Cornelia Fretz
Solebury, Bucks County,
Pennsylvania, 1836

A delightful little sampler, this was made by Cornelia Fretz when she was 7 years old (“in her 8th year”) and living in Solebury, Bucks County, Pennsylvania. It was likely one of her first needlework projects; it begins with alphabets and finishes with an endearing pictorial scene and her inscription.
There is much information published regarding the Fretz family, Pennsylvania Germans with deep roots in the area. Cornelia was the 11th of 12 children and was born on New Year’s Day, 1829. Her parents were Philip Fretz (1789-1851) and Elizabeth (Stover) Fretz (1790-1870). The family resided in Solebury, and Philip was a fuller (involved in the preparation of cloth) and dyer as well as a farmer. The family homestead, “Fleecydale” was erected in 1811, north of Carversville, and included a fleece or carding mill, which remained well known in the area for over a century.

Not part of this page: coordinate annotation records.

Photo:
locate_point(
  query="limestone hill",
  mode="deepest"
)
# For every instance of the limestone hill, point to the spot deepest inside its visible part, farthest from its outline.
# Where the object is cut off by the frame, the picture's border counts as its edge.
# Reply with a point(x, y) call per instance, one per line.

Cornelia’s mother, Elizabeth (Stover) Fretz, was noted as, “a great favorite with birds, not canaries or caged birds, but wild birds, hundreds of them, free to come and go as they pleased. She could call them to her at any time in the day, and no doubt they would have flown to her at any hour of the night had she called them, according to The Stover History, from A Genealogical Record of the Descendants of Henry Stauffer, by Rev A. J. Fretz, (Harleysville, PA, 1899). The description of Mrs. Fretz continues with a narrative about how she fed the wild birds with nuts on top of her sunbonnet, the wild birds of all sizes and colors alighting on her head! Our samplermaker, Cornelia, certainly came from an interesting family. She died young, at age 20, on October 28, 1849.
Her sampler was worked in silk and linen on linen and is in excellent condition. It has been conservation mounted and is in a molded and painted frame.